Chills crept up the girl’s spine. “We won’t, Lioness.”
Alanna smiled. “Thank you.” She drew a deep breath and went to bid good-bye to the children once more.
The Lioness had been gone for two days. Daine had collapsed early into her loft bed, worn out from her evening’s lessons.
She dreamed: it was a pleasant night in her badger set. With her belly full, she listened to the kits play. She was about to go for a cool drink of water when her dreams changed. Trees and a moonlit sky tumbled around her. Boats filled with men came onto the beaches, and men crept among the trees. Speaking softly and fast, they lit fires, scorching the roosts and blinding her. Into flight she tumbled, over the roaring cold and salty place with panic in her throat. There was the light ahead, the one the forest bats had sung about, a beacon of safety. She was the greatest of the People—she could protect them when strange men broke the night rituals!
Daine gasped and sat up. “Odd’s bobs, what was that about?”
With her excellent night vision and the light of the full moon that came in the windows under the eaves, she saw that the rafters overhead were thick with bats. A good thirty of them, mixed breeds, watched her with nervous eyes. Three were hoary bats, named for the frost on their brown fur. By themselves they would not have been a surprise: they weren’t sociable bats, not like the clusters of big and little brown bats that hung with them, or the handful of pipistrelles.
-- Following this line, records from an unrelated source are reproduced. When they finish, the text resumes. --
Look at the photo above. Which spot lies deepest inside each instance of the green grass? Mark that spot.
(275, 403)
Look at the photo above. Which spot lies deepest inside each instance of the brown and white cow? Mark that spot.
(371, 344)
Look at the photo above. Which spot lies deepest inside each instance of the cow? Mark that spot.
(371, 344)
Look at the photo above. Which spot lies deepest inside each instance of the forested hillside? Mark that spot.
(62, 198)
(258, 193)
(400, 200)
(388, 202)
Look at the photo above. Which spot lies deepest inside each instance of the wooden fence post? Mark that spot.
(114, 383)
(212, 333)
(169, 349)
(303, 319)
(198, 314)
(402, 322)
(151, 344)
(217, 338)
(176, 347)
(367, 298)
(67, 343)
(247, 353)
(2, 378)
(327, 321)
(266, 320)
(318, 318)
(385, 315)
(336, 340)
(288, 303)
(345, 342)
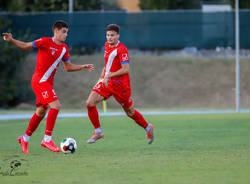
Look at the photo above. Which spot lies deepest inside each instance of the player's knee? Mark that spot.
(89, 103)
(129, 112)
(41, 112)
(56, 105)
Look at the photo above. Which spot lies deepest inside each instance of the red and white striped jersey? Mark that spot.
(49, 56)
(114, 58)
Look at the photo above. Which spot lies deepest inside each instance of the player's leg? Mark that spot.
(50, 123)
(139, 119)
(93, 99)
(33, 124)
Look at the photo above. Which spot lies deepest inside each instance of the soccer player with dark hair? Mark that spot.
(51, 51)
(115, 81)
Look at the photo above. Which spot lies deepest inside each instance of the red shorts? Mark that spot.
(121, 92)
(44, 93)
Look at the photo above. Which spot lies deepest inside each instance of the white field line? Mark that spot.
(77, 115)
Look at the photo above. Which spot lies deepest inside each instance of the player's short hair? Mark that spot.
(59, 24)
(113, 27)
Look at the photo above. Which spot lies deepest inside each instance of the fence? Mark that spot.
(149, 29)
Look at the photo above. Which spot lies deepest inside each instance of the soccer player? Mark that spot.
(51, 51)
(114, 81)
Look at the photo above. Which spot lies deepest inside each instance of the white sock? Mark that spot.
(47, 138)
(26, 138)
(98, 130)
(148, 128)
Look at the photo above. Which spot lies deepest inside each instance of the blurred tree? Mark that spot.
(169, 4)
(56, 5)
(13, 89)
(185, 4)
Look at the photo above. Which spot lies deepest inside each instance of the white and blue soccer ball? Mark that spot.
(68, 145)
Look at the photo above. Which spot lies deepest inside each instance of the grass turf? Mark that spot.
(188, 149)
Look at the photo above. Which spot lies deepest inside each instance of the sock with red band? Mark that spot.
(51, 120)
(93, 116)
(33, 124)
(139, 119)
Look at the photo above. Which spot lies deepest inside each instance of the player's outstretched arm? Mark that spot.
(122, 71)
(69, 67)
(21, 45)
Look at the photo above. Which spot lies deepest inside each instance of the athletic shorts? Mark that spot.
(44, 93)
(121, 92)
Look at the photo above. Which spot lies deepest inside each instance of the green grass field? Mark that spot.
(188, 149)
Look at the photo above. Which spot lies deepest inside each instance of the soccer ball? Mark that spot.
(68, 145)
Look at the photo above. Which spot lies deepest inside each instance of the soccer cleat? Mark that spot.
(150, 134)
(50, 145)
(95, 137)
(24, 145)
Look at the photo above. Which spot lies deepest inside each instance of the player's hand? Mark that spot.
(7, 36)
(89, 67)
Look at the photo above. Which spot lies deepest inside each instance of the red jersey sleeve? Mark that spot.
(66, 56)
(38, 43)
(123, 55)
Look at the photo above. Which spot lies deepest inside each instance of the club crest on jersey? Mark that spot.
(53, 50)
(124, 57)
(45, 94)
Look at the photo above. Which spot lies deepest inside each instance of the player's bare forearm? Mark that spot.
(69, 67)
(124, 70)
(21, 45)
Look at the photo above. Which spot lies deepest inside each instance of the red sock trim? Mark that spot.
(93, 116)
(51, 121)
(33, 124)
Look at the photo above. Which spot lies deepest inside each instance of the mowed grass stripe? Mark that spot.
(188, 149)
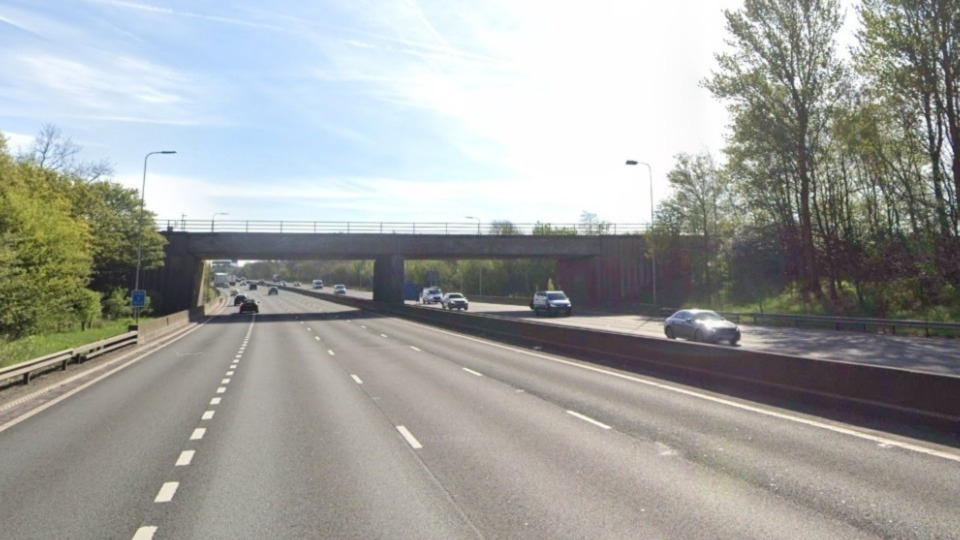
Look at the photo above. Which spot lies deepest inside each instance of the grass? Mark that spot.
(28, 348)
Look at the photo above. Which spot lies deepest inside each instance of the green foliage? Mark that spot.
(48, 256)
(85, 307)
(116, 305)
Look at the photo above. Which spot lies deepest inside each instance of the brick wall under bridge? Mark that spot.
(601, 271)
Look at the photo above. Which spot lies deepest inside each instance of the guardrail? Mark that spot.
(150, 330)
(398, 227)
(863, 324)
(77, 354)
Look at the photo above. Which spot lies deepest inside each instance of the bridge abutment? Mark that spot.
(388, 279)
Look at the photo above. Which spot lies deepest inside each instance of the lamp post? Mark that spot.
(478, 224)
(653, 255)
(213, 217)
(143, 186)
(479, 263)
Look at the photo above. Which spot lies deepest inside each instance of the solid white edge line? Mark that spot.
(742, 406)
(588, 419)
(411, 440)
(167, 491)
(186, 458)
(145, 533)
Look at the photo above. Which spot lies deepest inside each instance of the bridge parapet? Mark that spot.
(394, 227)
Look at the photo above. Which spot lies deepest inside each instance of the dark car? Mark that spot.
(701, 325)
(551, 303)
(249, 306)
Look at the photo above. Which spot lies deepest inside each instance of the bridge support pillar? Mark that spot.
(388, 279)
(178, 285)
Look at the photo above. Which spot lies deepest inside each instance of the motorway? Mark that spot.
(314, 420)
(934, 355)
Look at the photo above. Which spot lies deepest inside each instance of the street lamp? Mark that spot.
(653, 255)
(143, 187)
(213, 217)
(479, 264)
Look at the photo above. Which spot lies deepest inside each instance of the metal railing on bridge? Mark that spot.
(397, 227)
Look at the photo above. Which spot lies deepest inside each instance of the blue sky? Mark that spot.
(352, 110)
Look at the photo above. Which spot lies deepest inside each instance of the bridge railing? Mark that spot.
(398, 227)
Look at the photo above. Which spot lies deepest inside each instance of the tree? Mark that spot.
(909, 50)
(781, 79)
(51, 150)
(48, 255)
(591, 224)
(699, 200)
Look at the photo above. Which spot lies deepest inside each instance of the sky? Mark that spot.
(371, 111)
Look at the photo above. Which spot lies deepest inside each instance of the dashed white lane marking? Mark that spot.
(588, 419)
(144, 533)
(167, 491)
(186, 457)
(411, 440)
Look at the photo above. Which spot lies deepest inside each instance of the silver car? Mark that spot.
(701, 325)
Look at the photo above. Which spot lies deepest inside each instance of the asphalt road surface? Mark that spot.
(311, 420)
(935, 355)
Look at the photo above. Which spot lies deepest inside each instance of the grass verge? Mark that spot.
(28, 348)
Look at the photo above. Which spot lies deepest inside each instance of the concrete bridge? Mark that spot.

“Wing-friends, what’s amiss?” she asked softly. “Come and tell me.”
Within seconds she was a bat tree, with little bodies festooned on her curls and parts of her nightshirt. All of them trembled in terror.
“Hush,” she told them. Closing her eyes, she thought of deep and even breaths, of safety in caves, of the drip and echo of water in high chambers. Slowly the bats took her calm into themselves. Small talons changed their grip, this time so flesh was not caught along with the cloth. The trembling eased and became a thin vibration. Some of the bolder ones returned to the rafters, to give her air. She sent the calm out with them, enticing more of those who clung to her to take the perches they were used to, hanging from wood. The ones left were the hoary bats and the leaders of each group.
Daine opened her eyes. “Now. Let’s hear it—one at a time.”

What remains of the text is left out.